Ces réflexions s'inscrivent pleinement dans les démarches déjà engagées autour du DPE collectif, du Diagnostic Technique Global (DTG) ou encore du Projet de Plan Pluriannuel de Travaux (PPPT). Ces outils permettent d'avoir une vision globale de l'immeuble et de programmer les investissements de manière cohérente. L'enjeu n'est plus seulement de rénover. Il est de rendre le bâtiment plus résilient face aux conditions climatiques de demain.
Le confort d'été : un futur critère de valeur immobilière ?
Demain, un logement sera toujours choisi pour son emplacement, sa surface ou son état général. Mais une autre question prendra probablement de plus en plus d'importance : comment se comporte-t-il pendant une canicule ? Le confort d'été influence déjà le quotidien des occupants. À terme, il pourrait également peser davantage dans les projets d'achat, de location ou de rénovation. Une évolution logique ! Un logement capable de rester agréable à vivre malgré les fortes chaleurs sera plus attractif, plus durable et mieux adapté aux attentes des occupants. Parce qu'au fond, un logement performant n'est pas seulement un logement qui consomme peu. C'est un logement dans lequel on se sent bien en janvier comme en juillet.
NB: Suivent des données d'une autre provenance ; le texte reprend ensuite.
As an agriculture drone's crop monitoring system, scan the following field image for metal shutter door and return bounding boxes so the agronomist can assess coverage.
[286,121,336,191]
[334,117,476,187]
FAQ – Bouilloires thermiques : les réponses à vos questions
Qu'est-ce qu'une bouilloire thermique ?
Une bouilloire thermique est un logement qui accumule la chaleur pendant la journée et reste difficile à rafraîchir la nuit. Cette surchauffe peut rendre le logement inconfortable, voire difficile à vivre lors des épisodes de canicule.
Pourquoi mon logement est-il trop chaud en été ?
Plusieurs facteurs peuvent être en cause : une toiture très exposée, des combles insuffisamment isolés contre la chaleur, de grandes surfaces vitrées sans protections solaires, une ventilation limitée ou encore un environnement très minéral.
Le DPE prend-il déjà en compte le confort d'été ?
Oui. Depuis sa réforme de 2021, le DPE comporte une appréciation du confort d'été mais à titre d'information. Le PNACC-3 prévoit toutefois de faire évoluer cet indicateur afin qu'il reflète davantage les situations de surchauffe, mais ces évolutions ne sont pas encore entrées en vigueur.
Comment améliorer le confort d'été de son logement ?
Les solutions dépendent de chaque bâtiment : protections solaires extérieures, isolation des combles, amélioration de la ventilation, végétalisation ou rénovation globale. Avant d'engager des travaux, il est recommandé de comprendre les causes de la surchauffe.
Les copropriétés sont-elles concernées par les bouilloires thermiques ?
Oui. Les immeubles collectifs souffrent également de surchauffes estivales. Le DPE collectif, le DTG et le PPPT permettent d'intégrer progressivement ces enjeux dans une stratégie de rénovation.